Wer Lust hast mitzufahren und Fotografiert werden will (bin für das MTB -Rider Mag dort) ist herzlich eingeladen .

----------


## pagey

wenns wetter passt vielleicht scho freitag abend, wenn das echt so ein gschmeidiger campingplatz sein soll....oder samstag früh zw. 8-9 schätz ich...dann dort pennen und nöxten tag in der früh zum schöckel !

----------


## jevgeny

cool
sonntag würd mich scho eher reizen als sa. 
@eisbär  is dei radl scho fit?

----------


## pagey

pff..olawei muass ma sie noch de oiden knacker richten 

gut dann planänderung.....sonntag afritz und montag schöckl , tom-fotos lass i mir ned entgehen !

----------


## jevgeny

is ja eh voll egal
wannst rausfahrst

----------


## chilifresser

schatzi wenn das so is dann könn ma ja am satstag irgendwas anderes machen hmmm grillen chilen schwimmen geburtstag nach feirrn :Smile:  oder vorher nach afritz und die andern kommen anch! :Smile: ?

----------


## pagey

ja schau ma mal....wir können ja trotzdem früher rausfahren nur....

an alle afritz kenner : wird die strecken langweilig wenn ma ganze 2 tage dort bleibt ?

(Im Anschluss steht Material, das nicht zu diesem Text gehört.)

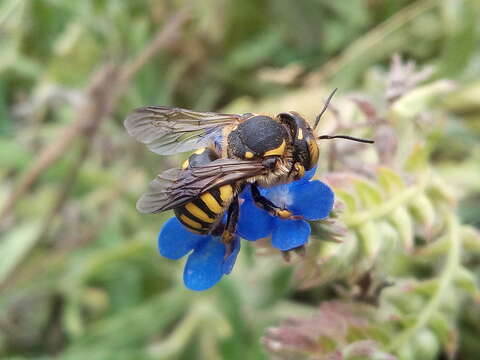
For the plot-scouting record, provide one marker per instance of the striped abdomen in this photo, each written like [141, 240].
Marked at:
[203, 213]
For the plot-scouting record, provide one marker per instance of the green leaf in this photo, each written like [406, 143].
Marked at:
[16, 245]
[420, 99]
[390, 181]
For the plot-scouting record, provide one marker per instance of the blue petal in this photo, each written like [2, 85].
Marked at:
[253, 222]
[313, 200]
[204, 267]
[308, 174]
[230, 260]
[289, 234]
[175, 241]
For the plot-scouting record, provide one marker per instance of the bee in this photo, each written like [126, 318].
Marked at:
[232, 150]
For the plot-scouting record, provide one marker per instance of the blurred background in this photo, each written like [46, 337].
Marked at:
[392, 274]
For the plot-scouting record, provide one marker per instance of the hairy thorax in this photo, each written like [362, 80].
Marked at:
[281, 174]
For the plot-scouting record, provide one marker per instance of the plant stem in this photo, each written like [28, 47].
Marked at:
[446, 278]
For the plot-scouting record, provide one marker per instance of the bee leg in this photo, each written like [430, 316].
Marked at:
[229, 231]
[265, 204]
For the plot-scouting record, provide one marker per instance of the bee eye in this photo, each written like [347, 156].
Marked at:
[270, 162]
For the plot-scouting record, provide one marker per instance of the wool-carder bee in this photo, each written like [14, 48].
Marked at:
[233, 150]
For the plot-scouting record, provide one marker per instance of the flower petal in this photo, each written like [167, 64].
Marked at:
[289, 234]
[204, 267]
[230, 260]
[175, 241]
[253, 222]
[313, 200]
[309, 174]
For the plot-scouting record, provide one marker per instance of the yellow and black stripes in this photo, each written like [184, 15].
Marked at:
[205, 211]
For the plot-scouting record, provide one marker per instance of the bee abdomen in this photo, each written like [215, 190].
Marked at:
[204, 212]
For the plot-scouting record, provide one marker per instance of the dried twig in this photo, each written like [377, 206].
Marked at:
[106, 86]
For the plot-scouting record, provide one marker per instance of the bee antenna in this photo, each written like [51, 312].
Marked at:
[319, 116]
[346, 137]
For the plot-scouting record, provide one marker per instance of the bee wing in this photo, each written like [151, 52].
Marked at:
[167, 130]
[175, 187]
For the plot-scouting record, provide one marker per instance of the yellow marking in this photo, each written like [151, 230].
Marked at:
[226, 193]
[277, 151]
[198, 213]
[300, 134]
[284, 214]
[313, 150]
[300, 169]
[212, 204]
[190, 222]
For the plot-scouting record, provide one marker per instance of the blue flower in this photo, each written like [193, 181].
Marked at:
[206, 263]
[309, 199]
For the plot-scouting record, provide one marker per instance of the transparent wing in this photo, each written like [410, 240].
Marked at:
[175, 187]
[167, 130]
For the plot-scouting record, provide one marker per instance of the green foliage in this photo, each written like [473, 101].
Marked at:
[392, 273]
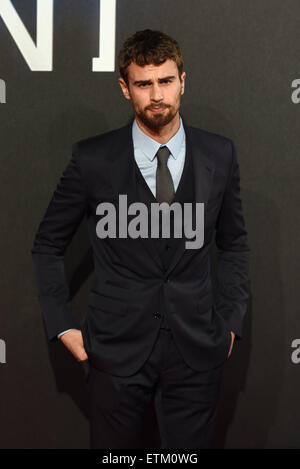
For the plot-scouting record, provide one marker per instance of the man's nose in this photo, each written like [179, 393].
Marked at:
[156, 93]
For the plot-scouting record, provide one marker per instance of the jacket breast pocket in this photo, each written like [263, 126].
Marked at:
[107, 304]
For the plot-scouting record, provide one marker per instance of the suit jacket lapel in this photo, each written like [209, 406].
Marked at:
[203, 176]
[122, 176]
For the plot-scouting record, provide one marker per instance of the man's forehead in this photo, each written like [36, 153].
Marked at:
[142, 72]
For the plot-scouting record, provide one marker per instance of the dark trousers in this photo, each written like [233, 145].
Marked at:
[186, 401]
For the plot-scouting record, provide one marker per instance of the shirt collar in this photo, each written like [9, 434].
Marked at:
[149, 146]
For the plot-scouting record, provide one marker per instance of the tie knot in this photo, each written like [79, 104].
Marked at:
[162, 155]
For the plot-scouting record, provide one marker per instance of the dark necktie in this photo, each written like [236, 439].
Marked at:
[164, 182]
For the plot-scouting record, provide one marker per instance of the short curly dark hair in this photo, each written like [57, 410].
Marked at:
[149, 47]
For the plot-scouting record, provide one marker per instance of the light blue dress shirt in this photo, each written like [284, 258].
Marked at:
[145, 149]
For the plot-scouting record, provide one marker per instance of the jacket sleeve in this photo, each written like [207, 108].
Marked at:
[232, 269]
[63, 215]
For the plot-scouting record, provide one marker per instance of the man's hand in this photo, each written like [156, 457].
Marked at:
[232, 340]
[74, 342]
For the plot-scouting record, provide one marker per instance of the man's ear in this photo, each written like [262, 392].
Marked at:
[183, 75]
[124, 88]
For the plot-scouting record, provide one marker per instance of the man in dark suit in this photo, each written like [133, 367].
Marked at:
[153, 326]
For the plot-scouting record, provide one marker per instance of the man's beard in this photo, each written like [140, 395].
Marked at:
[156, 121]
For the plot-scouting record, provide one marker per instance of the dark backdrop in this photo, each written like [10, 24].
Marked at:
[240, 57]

grex wie meinst des mit egal ?

----------


## chilifresser

ja egal wir müßen eh net vorher rausfahrn nur halt schwimmen gehn oder so aber dees mach ma uns noch aus!

----------


## jevgeny

mo is eh auch frei, also is egal ob du fr. oder sa. rausfahrstund so wie ich mich erinnern kann is die strecke nach nem tag fad

----------


## Tom

Pedda Pedda und Co. kommen auch ,denk es wird e a lustige Truppe werden .

----------


## pagey

ok ich werd das wetter abwarten...schwimmen tun ma dann glei am afritz see

----------


## theear

eines sollte man leidern icht vergessen und das ist der pfingstverkehr!und der is auf der tauernautobahn sicher mörderrisch!!!aber afritz wäre wirklich eine idee für sonntag!mal überlegen

----------


## pagey

wenn i samstag früh raus fahr dann hab ich bis sonntag früh zeit dort anzukommen...des sollt sich auch im pfingstverkehr ausgehen 

der 206er konvoi is ned zu unterschätzen

----------


## Tom

Hey Urwaschl pack dei Weibi und dei Bike zsamm und komm runter !!!

----------


## theear

ja werd mal reden mit ihr   

mal schauen was sich tut

----------


## niZo

hab zwar noch immer husten und a bissi halsweh aber ich denk bis zum WE sollt ich wieder ganz fit sein und afritz am sonntag reizt mich schon! also mal schaun.
mfg

----------


## BoB

uiiiii....husten und a bissi halsweh....oag. hast auch überhöhte temperatur???

----------


## pagey



----------


## Tobias

oiso...da st´ip wird (genauso wia i) sicher ned Worldcup foahrn, weilma koane UCI-Punkte ham  
Afritz is eh scho (fast) ausgemacht...bin auf jeden Fall motiviert - wor nämli heid in Hinterglemm - wie immer sehr geil!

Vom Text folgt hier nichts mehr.